Spain's new Law 44/2002 on Reform Measures of the Financial System - in which many surprises can be found - has finally been issued. It was published on November 23 in the Spanish Official Gazette (BOE no 281). Except for matters specified in Final Disposition number 3 (Disposición Final 3ª), the bulk of the Law is enforceable from the day after publication.
As part of the same process of reforming the financial system, Final Disposition number 4 (Disposición Final 4ª) authorizes the government to issue in one year new rewritten texts in the form of royal decrees (textos refundidos) of relevant existing laws, among them Law 24/1988, of July 28, on Financial Markets.
Referring to this specific law 24/1988, the new legislation proposes changes in the domain of corporate governance. These changes are to be implemented against a backdrop of Spain's long-awaited Corporation Code (Código de Sociedades) which has been under discussion for more than eight years and the work of the Aldama Commission on Corporate Governance.
Meanwhile, the new law has initiated reforms to protect investors (mainly small investors).
First, the new law creates three new protective institutions:
- the commissioner for the defence of the client of financial services;
- the commissioner for the defence of the investor; and
- the commissioner for the defence of the insured and of the participant in pension funds.
Their mission is to protect users of financial services when those services fall within the respective orbit of competence of the CNMV (the stock market regulator), the Bank of Spain and the General Directorate of Insurance and Pension Funds.
Other changes include the following:
Related transactions between companies and their related parties (article 37 of the new law, which adds a new paragraph to article 35 of Law24/1988): transactions must be reflected in the half-year financial information that any company issuing negotiable securities in secondary markets must produce for the CNMV.
Privileged information: the new law includes improved drafting, with a more systematic legal approach (article 38, which modifies in its paragraphs 1, 2 and 3, articles 79, 80 and 81 of Law 24/1988).
Relevant information: covered in paragraph 4 of article 38 of the new law, which changes article 82 of Law 24/1988 and provides for a specific definition of the concept. It says the concept applies to any information that might reasonably affect an investor buying or trading securities or other financial instruments, and hence information that might have an appreciable influence on prices in the secondary market. The new drafting requires that any relevant information be previously notified to CNMV, as soon as the relevant fact is known, or when the relevant decision is taken, or when the agreement or the contract is signed. Such communication must be true, clear, complete, and when applicable, duly quantified.

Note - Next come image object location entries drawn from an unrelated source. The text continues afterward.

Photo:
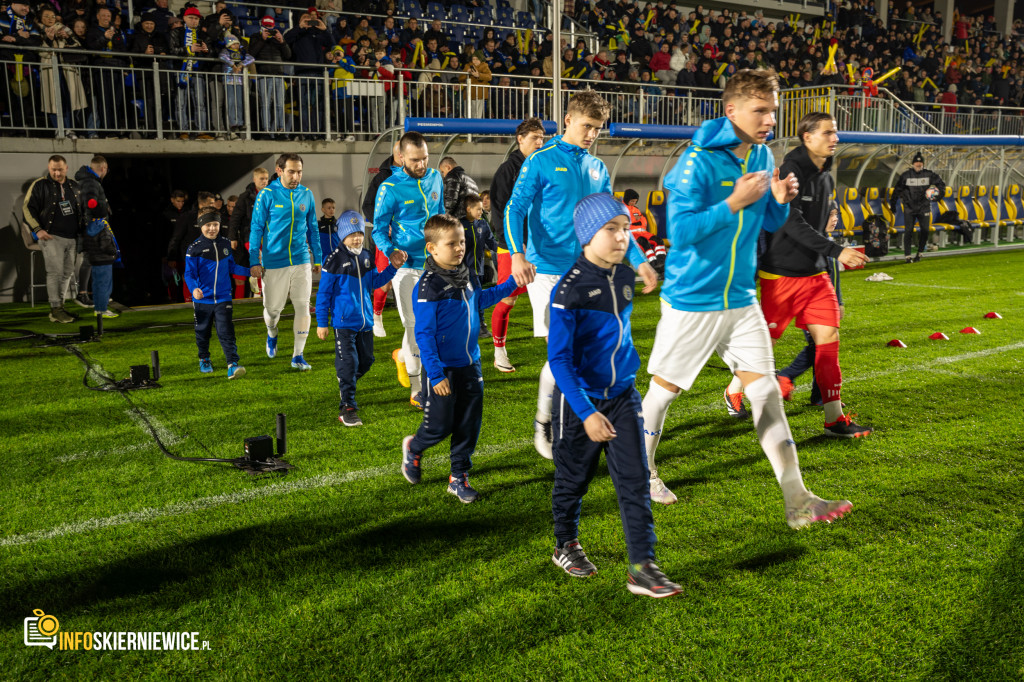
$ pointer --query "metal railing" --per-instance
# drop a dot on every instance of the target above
(172, 97)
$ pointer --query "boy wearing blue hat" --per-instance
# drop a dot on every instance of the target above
(596, 407)
(344, 302)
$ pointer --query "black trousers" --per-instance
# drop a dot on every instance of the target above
(923, 220)
(219, 314)
(353, 355)
(459, 415)
(576, 462)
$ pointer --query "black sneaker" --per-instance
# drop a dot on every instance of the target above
(349, 417)
(650, 582)
(573, 560)
(844, 427)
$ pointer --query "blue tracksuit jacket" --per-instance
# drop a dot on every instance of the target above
(551, 182)
(403, 205)
(343, 298)
(448, 321)
(284, 224)
(713, 261)
(590, 338)
(209, 266)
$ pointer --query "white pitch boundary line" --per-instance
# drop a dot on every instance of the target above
(327, 480)
(274, 489)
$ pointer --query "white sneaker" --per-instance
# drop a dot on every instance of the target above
(542, 438)
(502, 359)
(658, 493)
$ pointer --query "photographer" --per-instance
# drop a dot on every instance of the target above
(269, 49)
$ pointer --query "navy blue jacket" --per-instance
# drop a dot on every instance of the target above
(343, 299)
(209, 266)
(590, 342)
(448, 321)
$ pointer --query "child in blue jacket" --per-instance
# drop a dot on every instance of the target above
(596, 407)
(344, 302)
(448, 305)
(209, 266)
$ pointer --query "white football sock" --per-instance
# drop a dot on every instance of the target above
(655, 407)
(544, 394)
(773, 432)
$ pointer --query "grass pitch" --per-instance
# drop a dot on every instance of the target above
(342, 569)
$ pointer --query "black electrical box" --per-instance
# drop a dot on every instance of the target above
(259, 449)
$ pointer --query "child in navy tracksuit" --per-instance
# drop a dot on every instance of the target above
(596, 407)
(343, 301)
(448, 305)
(209, 266)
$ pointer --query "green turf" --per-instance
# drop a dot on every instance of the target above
(341, 569)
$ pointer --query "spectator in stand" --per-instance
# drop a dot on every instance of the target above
(309, 42)
(238, 230)
(146, 42)
(268, 48)
(110, 43)
(189, 41)
(53, 212)
(458, 185)
(479, 75)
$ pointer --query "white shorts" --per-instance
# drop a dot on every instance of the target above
(404, 283)
(685, 340)
(540, 299)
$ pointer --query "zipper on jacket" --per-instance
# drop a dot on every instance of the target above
(614, 309)
(735, 238)
(291, 227)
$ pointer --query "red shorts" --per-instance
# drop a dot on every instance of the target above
(505, 270)
(811, 300)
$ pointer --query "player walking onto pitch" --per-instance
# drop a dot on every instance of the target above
(529, 138)
(551, 182)
(282, 235)
(795, 282)
(915, 188)
(722, 193)
(404, 203)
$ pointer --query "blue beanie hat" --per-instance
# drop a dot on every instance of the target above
(348, 222)
(594, 212)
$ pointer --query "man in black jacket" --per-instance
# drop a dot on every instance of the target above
(793, 270)
(381, 261)
(457, 186)
(53, 212)
(529, 137)
(916, 188)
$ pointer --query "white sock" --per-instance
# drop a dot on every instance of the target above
(544, 394)
(834, 410)
(655, 407)
(773, 432)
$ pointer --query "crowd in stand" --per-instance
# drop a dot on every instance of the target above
(652, 48)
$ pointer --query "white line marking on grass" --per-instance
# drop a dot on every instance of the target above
(911, 284)
(274, 489)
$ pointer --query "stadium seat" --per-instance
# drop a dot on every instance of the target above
(971, 210)
(656, 213)
(851, 211)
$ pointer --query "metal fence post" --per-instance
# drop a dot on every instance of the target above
(158, 100)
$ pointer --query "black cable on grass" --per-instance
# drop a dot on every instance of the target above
(124, 387)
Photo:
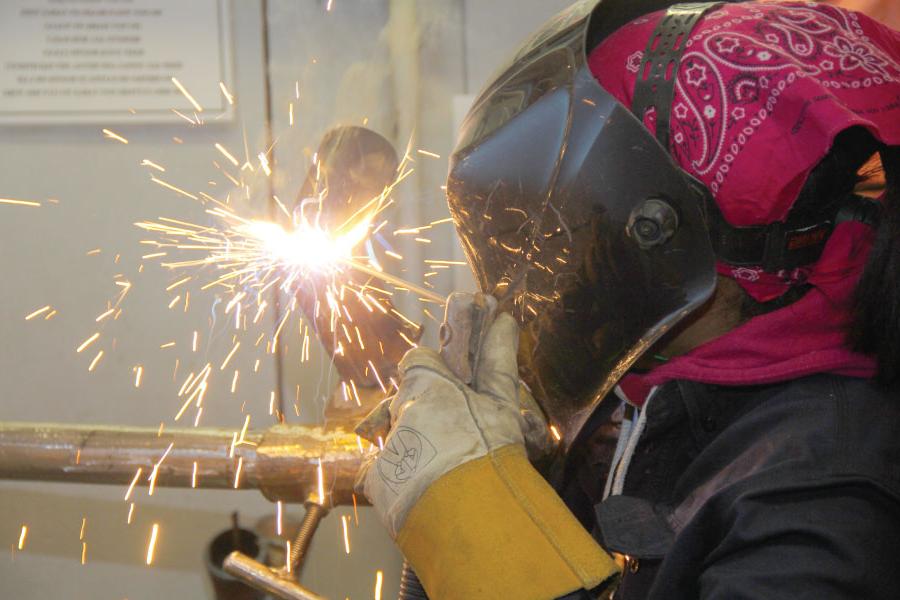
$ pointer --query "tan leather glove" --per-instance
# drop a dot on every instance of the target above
(454, 487)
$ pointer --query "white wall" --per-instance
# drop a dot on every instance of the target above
(396, 62)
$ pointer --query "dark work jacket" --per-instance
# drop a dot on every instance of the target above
(766, 492)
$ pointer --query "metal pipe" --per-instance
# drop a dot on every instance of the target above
(282, 461)
(262, 577)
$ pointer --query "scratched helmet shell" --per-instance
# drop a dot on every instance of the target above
(576, 218)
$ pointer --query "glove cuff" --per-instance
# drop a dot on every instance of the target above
(493, 528)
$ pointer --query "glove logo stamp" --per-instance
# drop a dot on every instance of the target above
(406, 452)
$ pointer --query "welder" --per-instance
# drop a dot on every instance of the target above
(664, 200)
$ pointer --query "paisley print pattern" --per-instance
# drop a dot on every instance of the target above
(739, 65)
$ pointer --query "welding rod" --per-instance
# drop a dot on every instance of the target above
(281, 461)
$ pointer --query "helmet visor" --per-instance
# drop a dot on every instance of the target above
(577, 220)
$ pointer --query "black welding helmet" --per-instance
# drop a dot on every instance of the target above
(576, 218)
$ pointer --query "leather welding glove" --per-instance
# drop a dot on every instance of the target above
(455, 489)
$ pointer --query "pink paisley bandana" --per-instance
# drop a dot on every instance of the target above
(762, 90)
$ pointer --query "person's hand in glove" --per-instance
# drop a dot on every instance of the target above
(454, 487)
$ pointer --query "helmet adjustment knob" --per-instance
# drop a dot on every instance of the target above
(652, 223)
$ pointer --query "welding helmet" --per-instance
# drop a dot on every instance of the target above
(575, 216)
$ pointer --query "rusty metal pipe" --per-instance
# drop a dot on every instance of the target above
(282, 462)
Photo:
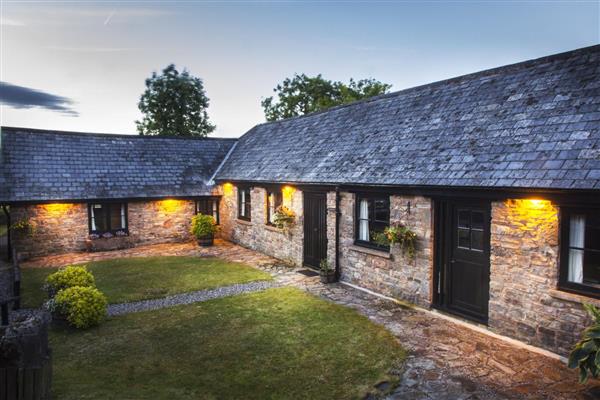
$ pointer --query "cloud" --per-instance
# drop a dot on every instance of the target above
(90, 49)
(10, 22)
(23, 97)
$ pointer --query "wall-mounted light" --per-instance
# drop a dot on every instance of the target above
(170, 205)
(227, 189)
(288, 193)
(57, 208)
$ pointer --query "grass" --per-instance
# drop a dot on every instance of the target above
(131, 279)
(276, 344)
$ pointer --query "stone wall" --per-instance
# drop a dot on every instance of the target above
(256, 234)
(58, 228)
(160, 221)
(393, 274)
(63, 228)
(524, 303)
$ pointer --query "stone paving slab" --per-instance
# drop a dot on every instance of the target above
(446, 360)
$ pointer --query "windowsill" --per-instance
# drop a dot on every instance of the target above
(574, 298)
(372, 252)
(273, 228)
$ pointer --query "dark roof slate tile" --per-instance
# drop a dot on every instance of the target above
(49, 165)
(521, 125)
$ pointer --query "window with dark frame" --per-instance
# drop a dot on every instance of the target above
(580, 251)
(372, 217)
(208, 206)
(244, 203)
(107, 218)
(274, 200)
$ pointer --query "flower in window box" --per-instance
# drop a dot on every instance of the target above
(401, 234)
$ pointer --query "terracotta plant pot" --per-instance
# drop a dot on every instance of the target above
(206, 242)
(328, 277)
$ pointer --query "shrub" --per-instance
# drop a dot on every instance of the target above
(82, 307)
(586, 353)
(68, 277)
(203, 226)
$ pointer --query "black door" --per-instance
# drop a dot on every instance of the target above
(464, 265)
(315, 228)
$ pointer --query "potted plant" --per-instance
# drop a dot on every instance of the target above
(327, 273)
(204, 228)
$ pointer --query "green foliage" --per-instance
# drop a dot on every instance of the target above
(67, 277)
(24, 226)
(284, 218)
(586, 353)
(303, 94)
(325, 267)
(400, 234)
(82, 307)
(174, 104)
(203, 226)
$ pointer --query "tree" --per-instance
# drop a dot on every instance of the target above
(303, 94)
(174, 104)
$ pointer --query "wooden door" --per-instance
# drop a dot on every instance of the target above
(464, 266)
(315, 228)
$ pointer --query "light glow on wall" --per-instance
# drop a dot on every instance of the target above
(288, 194)
(227, 189)
(56, 209)
(170, 205)
(534, 215)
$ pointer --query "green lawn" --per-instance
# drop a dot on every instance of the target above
(130, 279)
(276, 344)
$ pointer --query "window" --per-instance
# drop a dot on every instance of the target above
(580, 253)
(107, 217)
(209, 206)
(470, 230)
(244, 203)
(273, 201)
(372, 216)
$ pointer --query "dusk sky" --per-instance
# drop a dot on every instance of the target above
(85, 63)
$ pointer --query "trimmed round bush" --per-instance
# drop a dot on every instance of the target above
(68, 277)
(82, 307)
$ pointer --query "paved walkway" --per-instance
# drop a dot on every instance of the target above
(447, 360)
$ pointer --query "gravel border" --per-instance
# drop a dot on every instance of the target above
(189, 298)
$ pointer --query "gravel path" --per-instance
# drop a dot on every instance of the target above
(189, 298)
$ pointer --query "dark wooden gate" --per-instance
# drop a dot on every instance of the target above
(463, 262)
(315, 228)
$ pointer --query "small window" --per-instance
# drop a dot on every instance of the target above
(107, 218)
(372, 216)
(470, 230)
(209, 206)
(244, 203)
(580, 255)
(273, 202)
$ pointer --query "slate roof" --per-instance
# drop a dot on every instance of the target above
(49, 165)
(534, 124)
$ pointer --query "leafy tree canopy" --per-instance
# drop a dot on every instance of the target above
(174, 104)
(303, 94)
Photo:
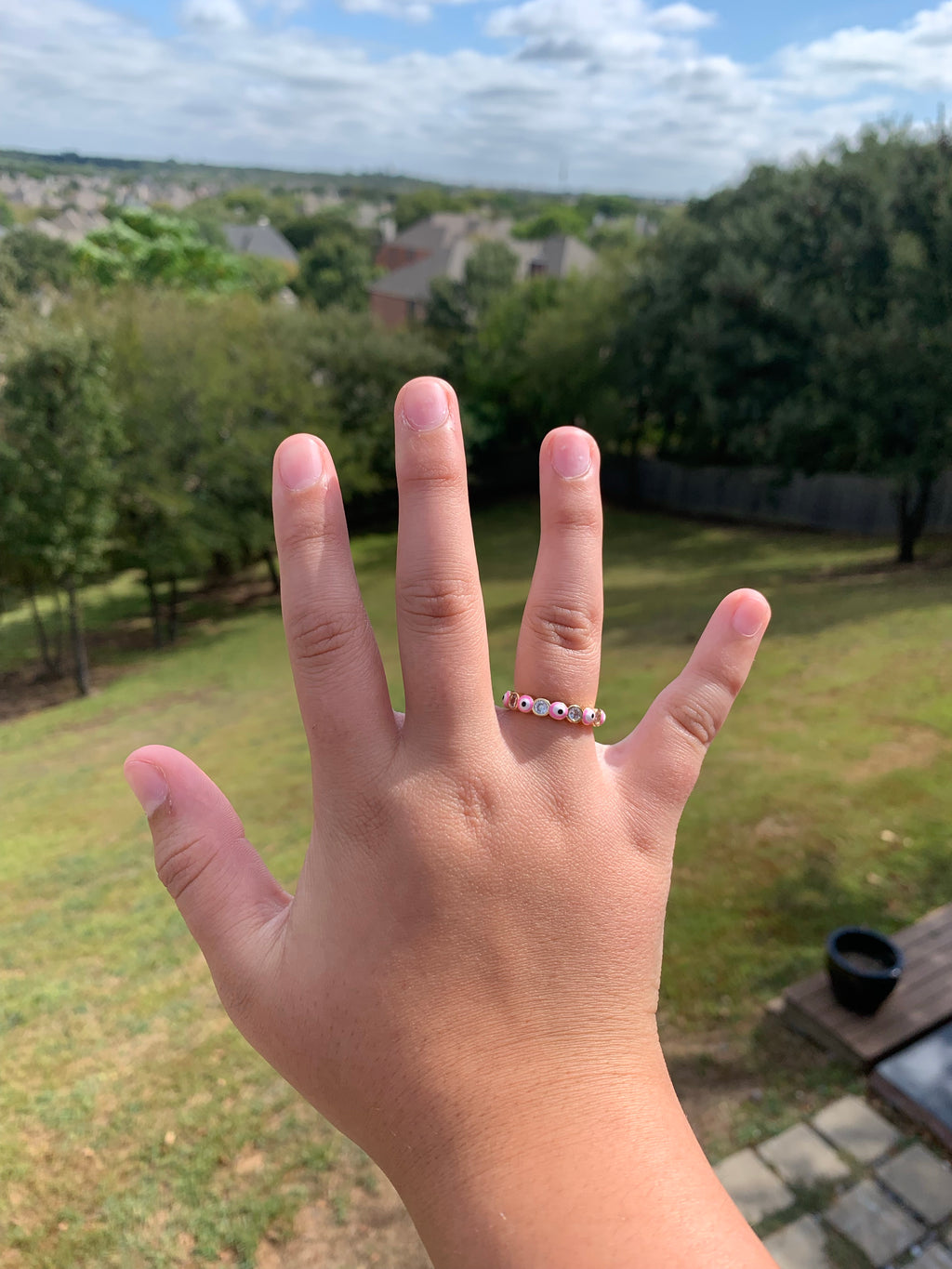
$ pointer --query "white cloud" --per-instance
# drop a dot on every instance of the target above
(621, 93)
(214, 14)
(681, 17)
(916, 58)
(410, 10)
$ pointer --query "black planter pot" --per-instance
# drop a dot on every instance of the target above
(864, 967)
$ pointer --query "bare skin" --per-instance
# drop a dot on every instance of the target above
(466, 979)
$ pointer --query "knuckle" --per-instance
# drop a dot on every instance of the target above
(303, 533)
(313, 640)
(573, 627)
(426, 476)
(694, 720)
(431, 601)
(584, 519)
(475, 800)
(181, 866)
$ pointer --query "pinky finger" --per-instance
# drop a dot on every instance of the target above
(660, 760)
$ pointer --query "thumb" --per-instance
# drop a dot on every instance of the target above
(229, 899)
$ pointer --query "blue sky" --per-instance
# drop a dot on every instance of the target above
(656, 98)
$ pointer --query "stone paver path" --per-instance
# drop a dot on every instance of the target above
(845, 1189)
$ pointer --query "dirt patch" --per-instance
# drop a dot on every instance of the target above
(914, 747)
(362, 1227)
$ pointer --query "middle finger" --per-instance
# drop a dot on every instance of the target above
(441, 618)
(560, 641)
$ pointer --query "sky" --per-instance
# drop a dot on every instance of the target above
(664, 99)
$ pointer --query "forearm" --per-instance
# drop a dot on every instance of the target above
(590, 1181)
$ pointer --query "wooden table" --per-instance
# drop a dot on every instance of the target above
(921, 1000)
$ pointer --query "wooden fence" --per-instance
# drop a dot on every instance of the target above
(840, 503)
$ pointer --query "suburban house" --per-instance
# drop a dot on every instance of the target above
(260, 239)
(440, 247)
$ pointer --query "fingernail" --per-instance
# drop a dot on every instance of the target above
(424, 405)
(299, 463)
(749, 617)
(149, 786)
(572, 455)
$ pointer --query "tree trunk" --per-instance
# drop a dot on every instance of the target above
(173, 609)
(79, 643)
(60, 632)
(913, 508)
(273, 571)
(45, 650)
(153, 611)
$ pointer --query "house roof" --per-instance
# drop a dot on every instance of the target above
(559, 257)
(438, 231)
(259, 240)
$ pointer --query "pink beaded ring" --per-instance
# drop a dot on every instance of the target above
(542, 708)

Chinese walls: these are treated in a much more detailed way than in previous legislation. The work of individuals involved in the issuance of securities during the study and negotiation phases of such issuance is regulated for the first time (paragraphs 5 and 6 of article 35, which add new drafting to article 83 and add a new article 83 bis to Law 24/1989).
Manipulation of the price of securities: this is also addressed by the new law, which in article 39 sets up a new article 83ter for Law 24/1988, defining in three different paragraphs conduct considered to be manipulative.
Audit committees: these must be set up by all companies with publicly-traded shares or securities, with broad powers established in article 47 of the new legislation, which provides for a new Additional Disposition number 18 to be included in Law 24/1988.
A stricter regime for auditors: this reflects some of the measures taken by the US SEC, for example article 51 says auditors must be independent professionals.
The new regulation is patchy and hasty, but it is also a well intended treatment of problems that have stricken western financial markets.